Non è sorprendete la moscia benevolenza a due autori «avanguardisti», quali Edoardo Sanguineti e Nanni Balestrini, per casuale intruppamento nell’allora emergente Gruppo 63. E neppure sorprende l’ingenerosa unghiata — per la medesima ragione — al povero Carlo Cassola («Stretto nella teca dei suoi calzoni accanitamente abbottonati, il ritroso Cassola ha della letteratura un’idea che fa apparire “La famiglia cristiana” l’organo dell’Ente per lo Scambio delle Mogli»).
Sorprende, invece la lettura che Manganelli offre di un romanzo in quei tempi appena uscito, e cioè Il giardino dei
Finzi-Contini di Giorgio Bassani. Siamo nel 1962. Nell’articolo, pubblicato sulla «Illustrazione italiana», il recensore, ben lontano dai pregiudizi dei sodali avanguardisti, coglie in pieno l’idea disperatamente cimiteriale, e immota, del romanzo e di tutta la narrativa di Bassani: «Una solenne senilità veste il racconto di una dolcezza funebre, che è tragica, ma non drammatica... La solennità, la dolcezza di questo modo di raccontare sono qualità atee: proprio perché non v’è nessun rifugio, nessun compenso, la dignità dei morti è cosa incomprensibile: sbigottisce».

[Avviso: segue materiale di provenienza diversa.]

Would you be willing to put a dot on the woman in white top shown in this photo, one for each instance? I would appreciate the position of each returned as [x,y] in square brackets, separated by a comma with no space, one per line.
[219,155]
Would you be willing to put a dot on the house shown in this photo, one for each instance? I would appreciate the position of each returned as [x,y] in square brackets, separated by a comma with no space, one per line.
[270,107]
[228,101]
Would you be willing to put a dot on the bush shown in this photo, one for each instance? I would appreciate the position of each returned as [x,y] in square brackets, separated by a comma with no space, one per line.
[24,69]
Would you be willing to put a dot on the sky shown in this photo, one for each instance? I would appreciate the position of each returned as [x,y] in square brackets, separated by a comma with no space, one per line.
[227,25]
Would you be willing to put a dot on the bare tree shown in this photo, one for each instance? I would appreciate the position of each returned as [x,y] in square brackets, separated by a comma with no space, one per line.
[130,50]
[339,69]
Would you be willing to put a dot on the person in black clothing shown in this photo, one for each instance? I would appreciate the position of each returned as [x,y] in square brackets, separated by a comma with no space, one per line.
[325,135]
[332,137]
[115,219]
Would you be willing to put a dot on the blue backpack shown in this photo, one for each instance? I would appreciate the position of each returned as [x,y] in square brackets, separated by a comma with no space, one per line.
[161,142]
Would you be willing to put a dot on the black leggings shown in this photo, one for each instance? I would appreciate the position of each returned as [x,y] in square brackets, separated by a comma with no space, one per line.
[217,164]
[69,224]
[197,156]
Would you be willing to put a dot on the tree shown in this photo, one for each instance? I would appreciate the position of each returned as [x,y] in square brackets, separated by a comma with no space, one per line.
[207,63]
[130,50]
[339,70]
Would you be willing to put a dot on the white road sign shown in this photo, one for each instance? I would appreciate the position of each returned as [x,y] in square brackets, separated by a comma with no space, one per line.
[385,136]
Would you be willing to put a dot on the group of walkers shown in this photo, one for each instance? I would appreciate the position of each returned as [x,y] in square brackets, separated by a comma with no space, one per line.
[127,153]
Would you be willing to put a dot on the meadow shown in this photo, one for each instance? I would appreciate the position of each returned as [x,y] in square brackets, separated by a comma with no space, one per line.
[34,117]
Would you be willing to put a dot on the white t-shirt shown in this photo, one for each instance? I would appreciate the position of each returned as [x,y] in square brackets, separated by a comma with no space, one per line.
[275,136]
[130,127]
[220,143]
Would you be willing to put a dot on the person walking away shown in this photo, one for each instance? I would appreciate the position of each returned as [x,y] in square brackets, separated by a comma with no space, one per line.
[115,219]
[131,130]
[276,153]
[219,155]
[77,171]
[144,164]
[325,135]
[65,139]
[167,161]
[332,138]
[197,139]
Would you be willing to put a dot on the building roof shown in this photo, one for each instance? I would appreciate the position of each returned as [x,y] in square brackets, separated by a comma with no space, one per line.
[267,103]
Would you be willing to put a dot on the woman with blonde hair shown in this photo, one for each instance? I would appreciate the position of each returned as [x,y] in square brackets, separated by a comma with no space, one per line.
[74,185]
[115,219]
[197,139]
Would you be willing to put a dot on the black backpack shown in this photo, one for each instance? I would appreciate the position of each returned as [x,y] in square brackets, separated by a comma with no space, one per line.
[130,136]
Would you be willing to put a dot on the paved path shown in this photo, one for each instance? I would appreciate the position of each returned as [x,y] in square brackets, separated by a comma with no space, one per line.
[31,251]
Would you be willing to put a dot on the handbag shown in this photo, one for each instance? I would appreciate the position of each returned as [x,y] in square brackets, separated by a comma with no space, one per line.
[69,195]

Ancora, non sorprende che Manganelli non amasse Una vita violenta di Pier Paolo Pasolini: «A differenza di Gadda, il dialetto pasoliniano forma un corpo compatto, continuo, lirico: è una fanga. Qualunque evento sia toccato da quel linguaggio non ha dimensioni né narrative, né drammatiche: può solo attingere a un blando, inverosimile lirismo». Laddove è sorprendente che Manganelli si accosti a L’iguana di Anna Maria Ortese, romanzo che considererà straordinario, soltanto 21 anni dopo la sua pubblicazione. Gli era sfuggito.

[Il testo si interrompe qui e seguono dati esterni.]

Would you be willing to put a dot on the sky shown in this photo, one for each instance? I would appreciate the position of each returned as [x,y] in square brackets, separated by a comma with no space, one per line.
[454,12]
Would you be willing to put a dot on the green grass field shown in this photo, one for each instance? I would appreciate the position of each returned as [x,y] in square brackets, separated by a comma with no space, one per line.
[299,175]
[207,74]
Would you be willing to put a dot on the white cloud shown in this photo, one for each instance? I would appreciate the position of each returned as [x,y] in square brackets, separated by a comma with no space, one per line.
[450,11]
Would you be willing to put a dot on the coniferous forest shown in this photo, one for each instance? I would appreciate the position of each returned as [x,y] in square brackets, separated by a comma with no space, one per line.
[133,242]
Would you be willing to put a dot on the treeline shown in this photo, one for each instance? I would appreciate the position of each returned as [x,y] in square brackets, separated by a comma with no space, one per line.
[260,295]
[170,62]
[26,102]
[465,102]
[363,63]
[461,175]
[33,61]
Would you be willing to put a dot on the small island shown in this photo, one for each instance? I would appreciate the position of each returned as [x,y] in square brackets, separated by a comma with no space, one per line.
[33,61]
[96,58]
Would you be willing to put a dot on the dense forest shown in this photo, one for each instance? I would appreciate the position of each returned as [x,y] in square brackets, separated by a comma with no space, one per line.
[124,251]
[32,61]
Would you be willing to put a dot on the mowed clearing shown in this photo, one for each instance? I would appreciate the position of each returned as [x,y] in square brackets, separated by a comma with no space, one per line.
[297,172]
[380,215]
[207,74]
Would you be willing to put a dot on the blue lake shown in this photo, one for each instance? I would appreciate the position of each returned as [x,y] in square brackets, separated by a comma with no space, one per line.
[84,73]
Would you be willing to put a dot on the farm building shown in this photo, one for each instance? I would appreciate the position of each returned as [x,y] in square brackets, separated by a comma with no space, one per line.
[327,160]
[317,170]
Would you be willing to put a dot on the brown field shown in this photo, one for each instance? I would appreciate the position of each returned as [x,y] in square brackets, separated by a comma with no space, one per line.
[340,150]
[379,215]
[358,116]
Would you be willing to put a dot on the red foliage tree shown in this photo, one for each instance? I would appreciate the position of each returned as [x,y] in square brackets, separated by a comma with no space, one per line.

Per concludere, è interessante quanto Salvatore Silvano Nigro ci regala nella sua postfazione, in merito ai rapporti tra Manganelli e il «giallo». La citazione è tratta da Il rumore sottile della prosa:
«Ritenersi tenuti a dar conto della trama vuol dire scegliere libri dotati di trama, e questo particolare non mi dice nulla del libro in sé... La cruna dell’ago di Ken Follett è un eccellente thriller, ma se tolgo la trama resta la pagina bianca. Personalmente, mi interessano libri che abbiano un tema, piuttosto che una trama». Questo, con buona pace di qualcuno. O di troppi.